Como filho de paraibanos de classe média, também enfrentei certas dificuldades, pois existe preconceito contra nordestinos no país. Mas a minha branquitude facilitou um caminho de suor e luta. Caso fosse preto ou pardo, a trajetória teria sido muito mais dura, travada pelo preconceito, pelo abismo educacional e pela tendência à desigualdade que predomina em nosso país.
As pessoas só entendem de fato o que é racismo quando se tornam suas vítimas. No Brasil, nós, os “brancos”, praticamente não sabemos o que é se sentir discriminado. Até sermos preteridos ou discriminados no exterior por não sermos 100% Wasp (white, anglo-saxonic and protestant).
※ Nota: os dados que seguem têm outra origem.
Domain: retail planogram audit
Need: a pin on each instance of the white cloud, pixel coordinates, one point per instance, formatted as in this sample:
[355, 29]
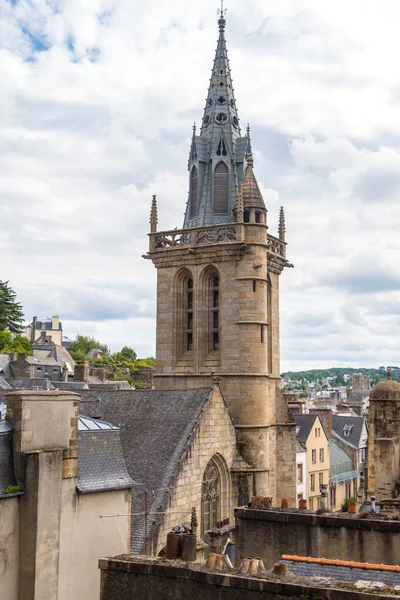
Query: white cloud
[98, 99]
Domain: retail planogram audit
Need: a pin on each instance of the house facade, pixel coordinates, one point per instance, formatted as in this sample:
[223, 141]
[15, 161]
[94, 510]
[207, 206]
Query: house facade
[310, 433]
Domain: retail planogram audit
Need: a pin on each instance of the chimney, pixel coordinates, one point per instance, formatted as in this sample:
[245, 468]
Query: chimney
[81, 371]
[64, 373]
[33, 329]
[43, 456]
[55, 322]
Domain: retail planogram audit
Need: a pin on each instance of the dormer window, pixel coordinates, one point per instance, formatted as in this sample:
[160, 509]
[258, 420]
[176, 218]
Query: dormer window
[347, 429]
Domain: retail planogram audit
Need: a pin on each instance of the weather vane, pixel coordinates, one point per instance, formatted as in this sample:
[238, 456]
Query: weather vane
[221, 11]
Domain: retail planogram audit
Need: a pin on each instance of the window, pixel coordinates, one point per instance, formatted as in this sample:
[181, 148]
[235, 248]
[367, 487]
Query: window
[347, 430]
[347, 487]
[269, 327]
[221, 189]
[211, 495]
[214, 315]
[299, 473]
[189, 315]
[193, 192]
[332, 496]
Lembro-me de um episódio da série Além da Imaginação (Twilight Zone) em que um personagem era preconceituoso com judeus, negros e asiáticos. Na fantasia da trama, o personagem vai se transformando, sucessivamente, em judeu, negro e asiático, até sofrer na pele o peso da discriminação.
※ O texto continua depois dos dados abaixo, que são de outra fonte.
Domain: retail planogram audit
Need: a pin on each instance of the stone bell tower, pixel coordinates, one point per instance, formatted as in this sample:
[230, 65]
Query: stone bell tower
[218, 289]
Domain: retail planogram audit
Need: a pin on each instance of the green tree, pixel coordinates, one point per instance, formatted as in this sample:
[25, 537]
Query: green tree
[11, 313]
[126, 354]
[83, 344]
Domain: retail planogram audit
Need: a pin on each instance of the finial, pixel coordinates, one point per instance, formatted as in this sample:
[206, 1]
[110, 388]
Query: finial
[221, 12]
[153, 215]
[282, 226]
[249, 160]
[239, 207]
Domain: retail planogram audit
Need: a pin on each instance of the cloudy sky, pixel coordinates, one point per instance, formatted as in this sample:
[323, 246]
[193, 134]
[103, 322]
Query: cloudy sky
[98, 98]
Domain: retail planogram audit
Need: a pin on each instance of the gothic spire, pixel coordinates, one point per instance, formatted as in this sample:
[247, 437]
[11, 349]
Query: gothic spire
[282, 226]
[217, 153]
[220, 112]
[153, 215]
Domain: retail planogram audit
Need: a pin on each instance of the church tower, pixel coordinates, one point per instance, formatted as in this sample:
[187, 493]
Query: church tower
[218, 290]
Voltando ao Brasil, o sal da nossa terra é a cultura africana, violentamente transplantada para cá por conta da escravidão. Foi a vinda dos negros escravizados que inaugurou aqui a diversidade que até hoje não sabemos valorizar nem proteger como deveríamos.
Politicamente, os avanços são lentos. Na prática, a representação de pretos e pardos no Congresso Nacional é ínfima e não proporcional. O mesmo ocorre no Judiciário, com uma magistratura predominantemente branca. Índices de escolaridade, renda e ocupação também mostram o peso do preconceito que se esconde por trás de uma aparência cordial. Enfim, estamos longe de ser uma democracia racial.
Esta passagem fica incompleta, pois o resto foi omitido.